When both $S_1$ and $S_2$ are switched on the charge on the left surface of plate X and the charge on the right surface of plate X will be zero. The same holds for plate Z.

not sure how you are coming to this conclusion. In general while earthing we have zero charge on the outermost surfaces of plates.

 

[haruspex]

not sure how you are coming to this conclusion. In general while earthing we have zero charge on the outermost surfaces of plates.

No, earthing produces a zero potential throughout the plate.
If there is an external field acting through the plate then there will be induced charges on the surfaces of the plate opposing it whether or not it is earthed. Earthing means that if external charges would produce a nonzero potential in the plate then additional charge flows on to the plate, equally to both surfaces, to neutralise that potential.

 

[palaphys]

No, earthing produces a zero potential throughout the plate.
If there is an external field acting through the plate then there will be induced charges on the surfaces of the plate opposing it whether or not it is earthed. Earthing means that if external charges would produce a nonzero potential in the plate then additional charge flows on to the plate, equally to both surfaces, to neutralise that potential.

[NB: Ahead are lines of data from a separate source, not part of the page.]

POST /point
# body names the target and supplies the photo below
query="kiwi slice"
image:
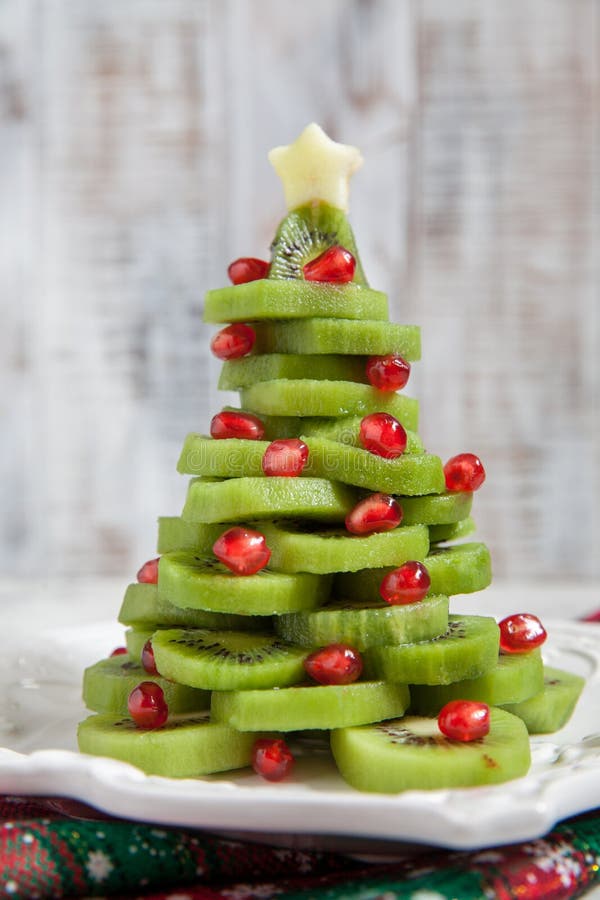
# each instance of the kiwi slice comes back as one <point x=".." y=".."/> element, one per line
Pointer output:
<point x="194" y="582"/>
<point x="348" y="337"/>
<point x="414" y="474"/>
<point x="227" y="660"/>
<point x="346" y="430"/>
<point x="453" y="570"/>
<point x="443" y="509"/>
<point x="142" y="607"/>
<point x="275" y="426"/>
<point x="241" y="373"/>
<point x="223" y="458"/>
<point x="553" y="706"/>
<point x="136" y="637"/>
<point x="174" y="533"/>
<point x="463" y="569"/>
<point x="454" y="532"/>
<point x="271" y="299"/>
<point x="304" y="707"/>
<point x="297" y="547"/>
<point x="311" y="397"/>
<point x="468" y="649"/>
<point x="304" y="234"/>
<point x="186" y="746"/>
<point x="239" y="499"/>
<point x="412" y="753"/>
<point x="514" y="678"/>
<point x="108" y="683"/>
<point x="366" y="624"/>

But as a consequence of zero potential throughout the plate, we have zero charge on the outer surfaces. That was what I meant

 

[haruspex]

But as a consequence of zero potential throughout the plate, we have zero charge on the outer surfaces. That was what I meant

No, that does not follow.
The only places charges can be on a conducting plate is on the surfaces. Suppose an external charge creates a potential within the plate. If there were no charges on the surfaces then there would be no charge on the plate at all, so the potential created by the external charge would be the potential at the plate.

 

[Steve4Physics]

now I feel that X and Z are at the same potentials,

It should be more than a feeling - they are both at earth potential!

so the potential difference between XY and YZ must be the same.

Yes.

1. I considered the field due to each uniform sheet, which is just $q/2Aε_0$, and summed up the directions vectorially. however, I get zero due to this.

You may have made a simple mistake.

Consider, for example, the inner face of X and the left face of Y, with charges $q$ and $-q$ respectively, as shown in your 2nd diagram in Post #1.

Using Gauss’s law (and assuming an ideal parallel plate capacitor) you should be able to show that the magnitude of the field between X and Y is given by $E = \frac q {A\epsilon_0}$.

You’ve already correctly noted that, after the switches are closed, $V_{XY} = V_{ZY}$ and you know that ‘V=Ed’. If you can pull all that together you, can work out the charges on the inner faces of X and Z – and hence how much charge flowed from X and Z to earth when the switches were closed - which I guess is what the question is getting at.

FWIW, you have used ‘$-q$’ and ‘$Q+q$’ for the charges on the faces of Y. This is (to me) confusing: for example if $Q$ is positive then the value of $q$ would be have to be negative. Consider using $q_1$ and $q_2$ for the charges on the faces of Y, noting that $Q = q_1+ q_2$. For example if $Q$ is positive, then so will be $q_1$ and $q_2$

Edits = Latex problems as Preview not working.